Certainly, any static picture, even one that includes not only the connectome map but also momentary distribution of all neurotransmitters etc., is not sufficient. Dynamic data are necessary.

Here is another analogy, weather. Static satellite pictures of current weather conditions do not allow to make predictions. Dynamic data are necessary. But I doubt that it necessitates knowledge of the entire history of Earth. Cf.,

 

Yes in general I agree.

The Brain is the most complicated thing in our known universe so it is little wonder that we have barely begum to get a handle on it.

Even more so when you realise that the brian alone is only part of the whole human consciousness system.
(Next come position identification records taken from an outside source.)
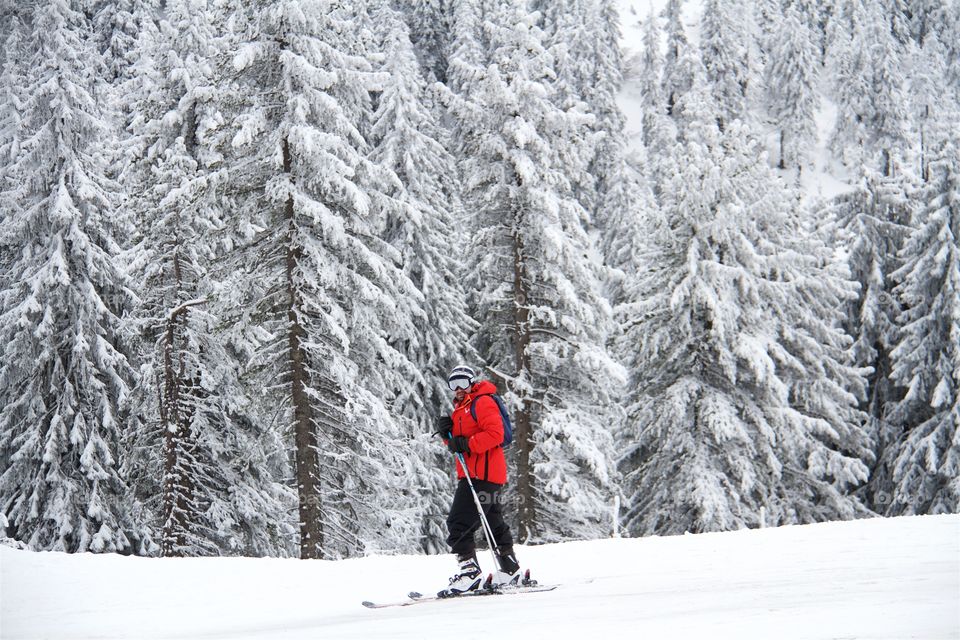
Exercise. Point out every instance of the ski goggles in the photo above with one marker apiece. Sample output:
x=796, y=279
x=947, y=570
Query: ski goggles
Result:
x=458, y=383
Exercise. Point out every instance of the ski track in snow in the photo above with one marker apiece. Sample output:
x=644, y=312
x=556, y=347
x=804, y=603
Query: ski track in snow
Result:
x=883, y=578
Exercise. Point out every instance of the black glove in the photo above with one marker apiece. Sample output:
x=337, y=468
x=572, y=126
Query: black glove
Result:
x=444, y=426
x=459, y=444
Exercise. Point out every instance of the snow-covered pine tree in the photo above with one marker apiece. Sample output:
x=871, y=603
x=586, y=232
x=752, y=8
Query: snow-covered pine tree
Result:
x=536, y=284
x=726, y=49
x=873, y=124
x=219, y=495
x=676, y=74
x=467, y=50
x=423, y=227
x=657, y=130
x=742, y=398
x=429, y=22
x=848, y=63
x=124, y=27
x=928, y=17
x=931, y=108
x=577, y=40
x=871, y=225
x=323, y=285
x=65, y=376
x=925, y=462
x=792, y=77
x=890, y=123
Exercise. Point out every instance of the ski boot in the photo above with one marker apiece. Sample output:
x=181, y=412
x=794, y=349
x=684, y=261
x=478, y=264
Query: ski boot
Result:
x=467, y=579
x=509, y=573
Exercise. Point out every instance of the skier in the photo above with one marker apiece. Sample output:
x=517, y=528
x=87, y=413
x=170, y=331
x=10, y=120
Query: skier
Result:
x=479, y=439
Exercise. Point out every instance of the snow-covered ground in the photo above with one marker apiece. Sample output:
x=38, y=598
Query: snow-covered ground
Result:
x=882, y=578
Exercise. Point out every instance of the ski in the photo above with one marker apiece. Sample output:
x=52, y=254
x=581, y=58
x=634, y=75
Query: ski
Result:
x=414, y=597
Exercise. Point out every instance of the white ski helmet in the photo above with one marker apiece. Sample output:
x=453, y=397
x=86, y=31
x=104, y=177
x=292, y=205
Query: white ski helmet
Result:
x=461, y=377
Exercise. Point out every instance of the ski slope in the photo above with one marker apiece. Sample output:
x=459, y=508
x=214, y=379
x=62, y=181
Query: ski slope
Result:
x=881, y=578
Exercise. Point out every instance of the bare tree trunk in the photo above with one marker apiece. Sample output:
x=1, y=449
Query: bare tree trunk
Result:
x=176, y=414
x=176, y=410
x=783, y=158
x=305, y=437
x=522, y=434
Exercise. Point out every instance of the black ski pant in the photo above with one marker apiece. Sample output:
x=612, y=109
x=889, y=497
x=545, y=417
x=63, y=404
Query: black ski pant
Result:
x=463, y=521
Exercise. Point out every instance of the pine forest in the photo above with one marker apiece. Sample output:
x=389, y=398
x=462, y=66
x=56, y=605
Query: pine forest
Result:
x=708, y=251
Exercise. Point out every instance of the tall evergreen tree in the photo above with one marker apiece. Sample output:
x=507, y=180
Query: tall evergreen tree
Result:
x=327, y=295
x=726, y=50
x=219, y=492
x=535, y=275
x=792, y=89
x=425, y=225
x=872, y=225
x=743, y=397
x=926, y=461
x=429, y=22
x=65, y=376
x=676, y=74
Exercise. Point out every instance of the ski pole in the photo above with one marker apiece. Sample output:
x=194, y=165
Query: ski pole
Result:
x=487, y=531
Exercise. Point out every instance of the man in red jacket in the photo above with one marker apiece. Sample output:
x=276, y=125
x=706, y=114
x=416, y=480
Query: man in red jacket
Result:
x=479, y=440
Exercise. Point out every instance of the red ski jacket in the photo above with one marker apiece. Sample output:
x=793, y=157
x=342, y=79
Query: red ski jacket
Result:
x=485, y=460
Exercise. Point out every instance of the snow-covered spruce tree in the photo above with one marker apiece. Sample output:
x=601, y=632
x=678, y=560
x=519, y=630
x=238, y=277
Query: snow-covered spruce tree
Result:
x=657, y=128
x=536, y=284
x=873, y=124
x=574, y=37
x=742, y=400
x=219, y=495
x=932, y=99
x=726, y=49
x=423, y=227
x=890, y=125
x=792, y=90
x=124, y=27
x=429, y=22
x=848, y=64
x=64, y=376
x=323, y=286
x=676, y=74
x=925, y=462
x=871, y=225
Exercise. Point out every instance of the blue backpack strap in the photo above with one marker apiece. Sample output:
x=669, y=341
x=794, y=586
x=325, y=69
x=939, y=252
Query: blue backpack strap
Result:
x=503, y=418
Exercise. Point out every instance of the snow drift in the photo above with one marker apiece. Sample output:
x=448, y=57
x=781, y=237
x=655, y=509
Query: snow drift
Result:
x=882, y=578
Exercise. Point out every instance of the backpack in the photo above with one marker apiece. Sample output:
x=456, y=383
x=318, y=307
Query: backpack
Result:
x=507, y=426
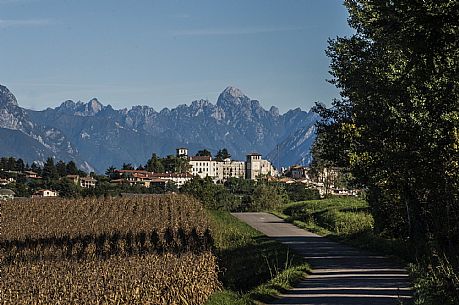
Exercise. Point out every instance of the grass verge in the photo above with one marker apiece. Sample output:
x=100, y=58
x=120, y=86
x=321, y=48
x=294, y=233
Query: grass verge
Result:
x=253, y=267
x=343, y=219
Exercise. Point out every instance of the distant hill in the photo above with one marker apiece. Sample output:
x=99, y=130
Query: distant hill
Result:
x=97, y=136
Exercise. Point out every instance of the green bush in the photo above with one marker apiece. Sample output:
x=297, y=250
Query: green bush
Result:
x=436, y=282
x=345, y=223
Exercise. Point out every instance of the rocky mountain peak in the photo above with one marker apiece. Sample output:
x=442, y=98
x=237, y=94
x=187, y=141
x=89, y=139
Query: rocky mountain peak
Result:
x=231, y=96
x=6, y=97
x=94, y=106
x=68, y=104
x=274, y=111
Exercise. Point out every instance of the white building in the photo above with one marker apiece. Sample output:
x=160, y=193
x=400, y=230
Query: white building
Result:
x=178, y=178
x=88, y=182
x=45, y=193
x=256, y=167
x=204, y=166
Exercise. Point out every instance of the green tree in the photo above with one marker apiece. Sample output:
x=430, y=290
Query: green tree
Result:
x=396, y=126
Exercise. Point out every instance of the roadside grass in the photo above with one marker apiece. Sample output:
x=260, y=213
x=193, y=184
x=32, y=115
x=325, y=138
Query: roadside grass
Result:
x=253, y=267
x=343, y=219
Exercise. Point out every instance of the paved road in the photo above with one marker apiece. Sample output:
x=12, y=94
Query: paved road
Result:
x=341, y=274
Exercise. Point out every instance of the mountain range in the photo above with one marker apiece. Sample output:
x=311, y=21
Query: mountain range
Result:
x=98, y=136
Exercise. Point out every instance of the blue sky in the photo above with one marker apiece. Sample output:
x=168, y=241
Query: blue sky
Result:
x=170, y=52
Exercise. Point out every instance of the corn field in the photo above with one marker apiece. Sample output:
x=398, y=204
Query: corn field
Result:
x=140, y=250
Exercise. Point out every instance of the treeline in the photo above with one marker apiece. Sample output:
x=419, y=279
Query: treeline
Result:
x=238, y=194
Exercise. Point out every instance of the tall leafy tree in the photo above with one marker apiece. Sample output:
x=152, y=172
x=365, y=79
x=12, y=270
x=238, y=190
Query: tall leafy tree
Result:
x=397, y=124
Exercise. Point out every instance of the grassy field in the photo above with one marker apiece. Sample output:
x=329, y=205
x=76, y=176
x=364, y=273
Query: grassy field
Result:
x=252, y=266
x=345, y=219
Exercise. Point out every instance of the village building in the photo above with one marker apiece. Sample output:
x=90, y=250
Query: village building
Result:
x=31, y=175
x=298, y=172
x=178, y=178
x=6, y=194
x=4, y=181
x=84, y=182
x=45, y=193
x=256, y=167
x=220, y=171
x=88, y=182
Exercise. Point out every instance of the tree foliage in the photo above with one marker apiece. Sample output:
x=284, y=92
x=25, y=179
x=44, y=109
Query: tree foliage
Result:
x=397, y=124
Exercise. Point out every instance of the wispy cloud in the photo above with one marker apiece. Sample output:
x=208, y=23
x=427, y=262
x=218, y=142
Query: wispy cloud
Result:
x=12, y=23
x=14, y=1
x=234, y=31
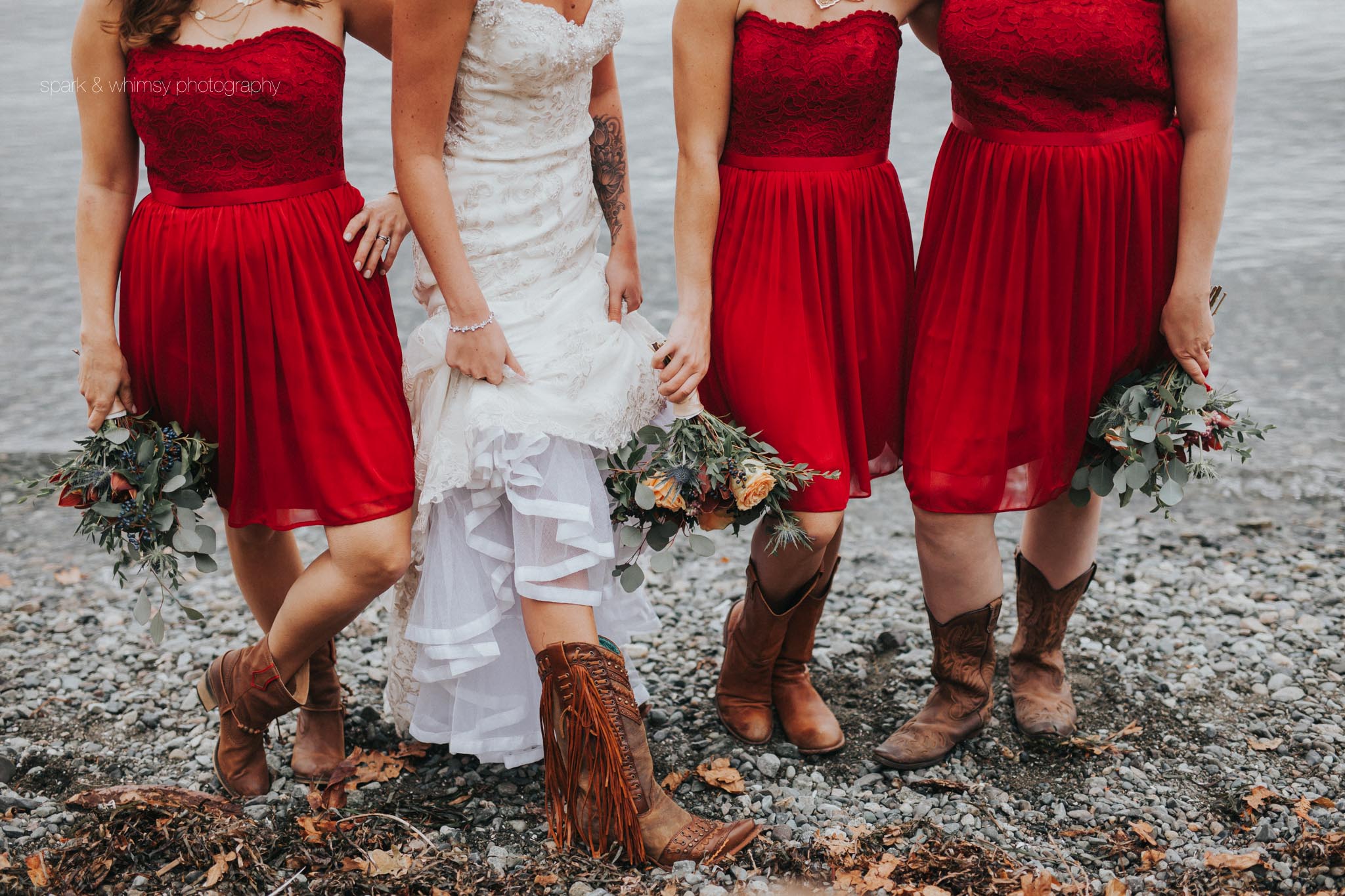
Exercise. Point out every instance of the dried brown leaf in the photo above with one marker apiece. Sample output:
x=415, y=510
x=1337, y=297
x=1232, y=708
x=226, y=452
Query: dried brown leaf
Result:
x=1258, y=797
x=937, y=785
x=720, y=773
x=1145, y=832
x=38, y=871
x=1232, y=861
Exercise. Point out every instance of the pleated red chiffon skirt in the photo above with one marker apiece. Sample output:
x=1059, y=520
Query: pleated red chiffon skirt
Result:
x=1043, y=276
x=250, y=324
x=813, y=277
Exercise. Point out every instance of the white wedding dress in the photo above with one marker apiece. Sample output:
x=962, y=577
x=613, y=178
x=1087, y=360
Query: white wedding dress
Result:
x=512, y=503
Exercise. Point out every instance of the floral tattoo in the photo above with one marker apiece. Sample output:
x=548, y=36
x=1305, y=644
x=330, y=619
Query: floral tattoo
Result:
x=607, y=147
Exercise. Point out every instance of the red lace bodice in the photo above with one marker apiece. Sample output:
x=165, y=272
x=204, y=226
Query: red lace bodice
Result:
x=260, y=112
x=813, y=92
x=1057, y=65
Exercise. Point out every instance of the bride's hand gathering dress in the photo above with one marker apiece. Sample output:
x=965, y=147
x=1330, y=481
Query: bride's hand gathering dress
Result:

We have at least found that bit out.

 

As regards the weather here is a true story from my experience.

We have also found another way to predict the weather.

Weather prediction is quite important to many industries not least the gas supply industry, especially in the winter.

So some years ago British Gas, which normally uses the met office predictions, wanted a backup system if for any reason the normal weather forcasts became unavailable.
So they experimented with statistical methods on the basis "Null hyypothesis : Tomorow's weather will be the same as today's."  What are the chances ?

Conditional probability, Markov and Bayesian methods allowd them to conclude that the developed statistical calculator "Was at least as accurate as the met office in predicting the temperature in the next 24 hours and therefore the gas demand".